From the record it is evident that the orders issued on 3rd September, 2019 were extended on 18th September, 2019 and those issued on 17th December, 2019 were to be in force until the hearing of the Application which is yet to be determined. Therefore, both orders are rightfully in force.
The purpose of Courts issuing interim Orders is to protect the substratum of the matter pending hearing and determination of the Application and eventually the main suit.
In the instant case the Orders were extended till hearing of the Application, which is yet to be heard.
I further find the grounds advanced in support of the Application to be at variance with the orders sought.

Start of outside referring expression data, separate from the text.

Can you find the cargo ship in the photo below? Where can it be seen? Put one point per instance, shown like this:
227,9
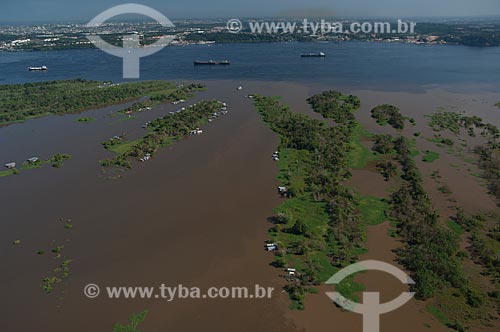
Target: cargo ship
314,55
42,68
211,62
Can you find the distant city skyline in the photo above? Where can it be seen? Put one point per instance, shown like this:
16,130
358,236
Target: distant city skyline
25,11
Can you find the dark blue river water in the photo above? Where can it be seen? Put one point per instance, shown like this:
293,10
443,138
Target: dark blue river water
384,66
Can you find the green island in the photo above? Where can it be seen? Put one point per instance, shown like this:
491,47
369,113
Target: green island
321,225
388,114
57,160
456,293
430,156
162,132
61,271
454,122
134,321
85,119
20,102
317,230
488,153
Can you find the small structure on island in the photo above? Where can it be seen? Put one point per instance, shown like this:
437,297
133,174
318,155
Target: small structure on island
276,156
196,131
282,190
271,246
146,157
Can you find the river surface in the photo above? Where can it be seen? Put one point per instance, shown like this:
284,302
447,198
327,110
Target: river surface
381,66
196,214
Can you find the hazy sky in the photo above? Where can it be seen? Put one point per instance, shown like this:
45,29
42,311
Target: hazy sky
65,10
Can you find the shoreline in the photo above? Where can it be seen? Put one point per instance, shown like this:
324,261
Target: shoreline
207,163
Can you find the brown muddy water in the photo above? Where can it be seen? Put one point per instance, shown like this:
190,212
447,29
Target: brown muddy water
194,215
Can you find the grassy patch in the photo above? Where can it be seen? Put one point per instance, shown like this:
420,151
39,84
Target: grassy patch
7,172
430,156
359,155
124,147
372,210
438,314
85,119
455,228
348,288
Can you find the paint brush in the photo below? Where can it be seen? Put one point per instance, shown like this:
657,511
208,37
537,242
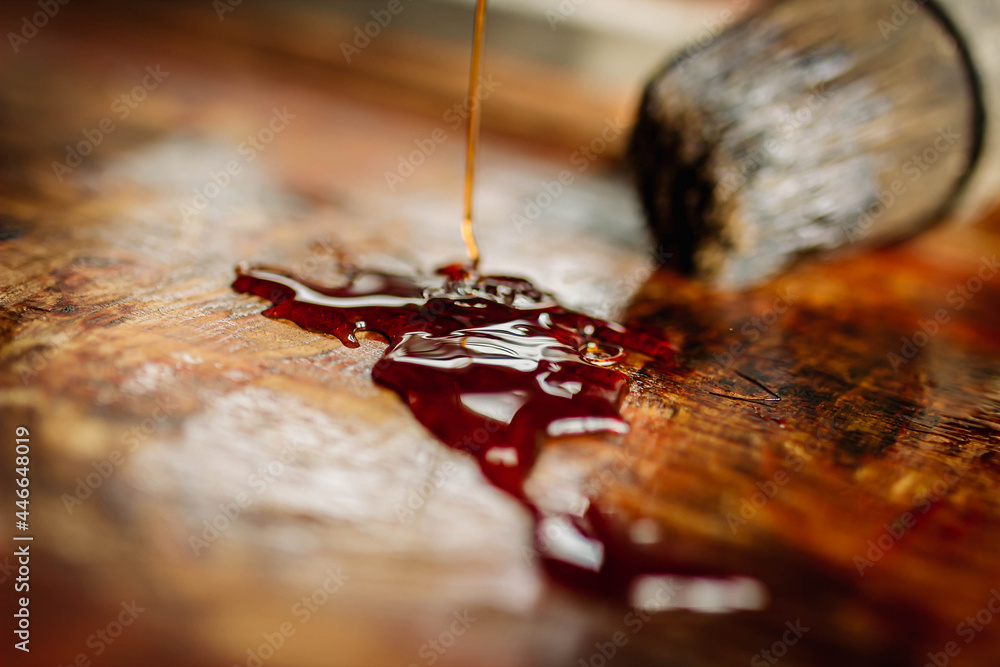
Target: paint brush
812,128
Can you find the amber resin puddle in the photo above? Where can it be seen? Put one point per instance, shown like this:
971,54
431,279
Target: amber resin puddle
490,365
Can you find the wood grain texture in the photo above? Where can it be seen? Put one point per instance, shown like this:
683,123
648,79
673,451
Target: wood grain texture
120,334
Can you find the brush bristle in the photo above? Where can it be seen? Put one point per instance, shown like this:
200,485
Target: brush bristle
809,127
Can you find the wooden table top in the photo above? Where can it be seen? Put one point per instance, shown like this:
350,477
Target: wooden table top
158,401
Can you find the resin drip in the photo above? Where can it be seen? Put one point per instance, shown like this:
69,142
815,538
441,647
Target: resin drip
490,365
472,139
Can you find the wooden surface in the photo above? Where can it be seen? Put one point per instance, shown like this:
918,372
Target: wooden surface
123,343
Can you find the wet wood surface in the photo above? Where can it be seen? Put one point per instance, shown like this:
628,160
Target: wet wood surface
160,403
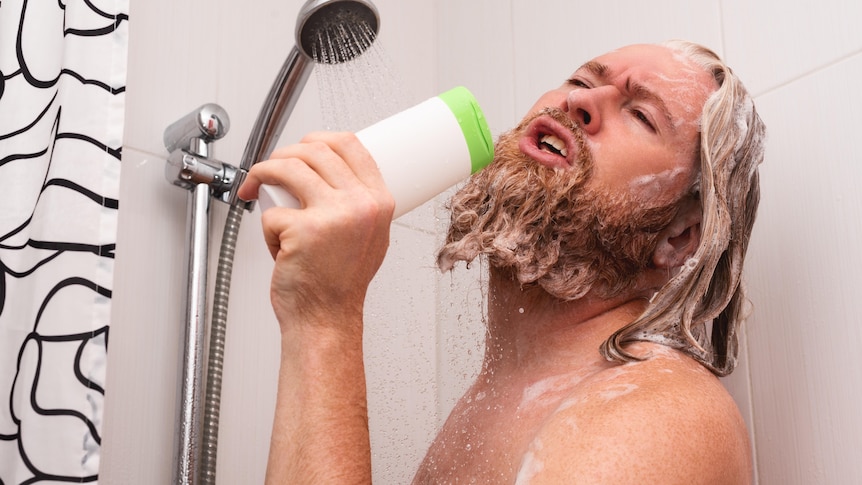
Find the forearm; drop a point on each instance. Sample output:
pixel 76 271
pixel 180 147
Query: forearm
pixel 320 432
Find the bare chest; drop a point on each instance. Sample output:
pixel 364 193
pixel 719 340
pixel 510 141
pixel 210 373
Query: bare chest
pixel 488 434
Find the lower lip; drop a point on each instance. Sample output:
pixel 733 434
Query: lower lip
pixel 530 146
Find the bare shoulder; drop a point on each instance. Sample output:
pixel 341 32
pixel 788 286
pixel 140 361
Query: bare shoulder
pixel 665 420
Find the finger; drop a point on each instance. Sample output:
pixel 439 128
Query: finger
pixel 355 155
pixel 296 176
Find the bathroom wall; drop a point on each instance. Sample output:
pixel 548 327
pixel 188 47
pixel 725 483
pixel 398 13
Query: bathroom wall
pixel 800 383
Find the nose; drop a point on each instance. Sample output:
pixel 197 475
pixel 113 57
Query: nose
pixel 585 107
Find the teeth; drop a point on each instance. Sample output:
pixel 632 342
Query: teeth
pixel 554 142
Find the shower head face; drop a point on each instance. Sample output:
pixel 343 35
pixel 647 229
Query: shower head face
pixel 336 31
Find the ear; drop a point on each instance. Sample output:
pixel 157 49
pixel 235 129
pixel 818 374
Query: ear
pixel 680 239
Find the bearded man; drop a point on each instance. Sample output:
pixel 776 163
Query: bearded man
pixel 614 220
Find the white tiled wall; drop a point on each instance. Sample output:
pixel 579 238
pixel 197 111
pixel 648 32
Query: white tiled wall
pixel 799 388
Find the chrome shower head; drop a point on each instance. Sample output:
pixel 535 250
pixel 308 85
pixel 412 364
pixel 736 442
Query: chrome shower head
pixel 336 31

Whereas the Applicant seeks orders to dismiss the Petition for failure by the petitioner to file submissions, within the timeframe allocated by the court, the grounds advanced seem to be in respect of the subsistence of the interim orders on record. For the same reason I find the application to be frivolous and vexatious.
The upshot is that I find no merit in the Application dated 29th May, 2020 and dismiss the same with costs to the Petitioner. The Court further directs that the parties fix the main Petition for hearing and that all pending Applications be heard together with the Petition in view of the nature of the subject matter which requires expeditious disposal.
DATED, SIGNED AND DELIVERED AT NAIROBI ON THIS 19TH DAY OF FEBRUARY 2021
MAUREEN ONYANGO
JUDGE
ORDER
In view of the declaration of measures restricting court operations due to the COVID-19 pandemic and in light of the directions issued by His Lordship, the Chief Justice on 15th March 2020 and subsequent directions of 21st April 2020, that judgments and rulings shall be delivered through video conferencing or via email. They have waived compliance with Order 21 Rule 1 of the Civil Procedure Rules which requires that all judgments and rulings be pronounced in open court. In permitting this course, this+ court has been guided by Article 159(2)(d) of the Constitution which requires the court to eschew undue technicalities in delivering justice, the right of access to justice guaranteed to every person under Article 48 of the Constitution and the provisions of Section 1B of the Civil Procedure Act (Chapter 21 of the Laws of Kenya) which impose on this court the duty of the court, inter alia, to use suitable technology to enhance the overriding objective which is to facilitate just, expeditious, proportionate and affordable resolution of civil disputes.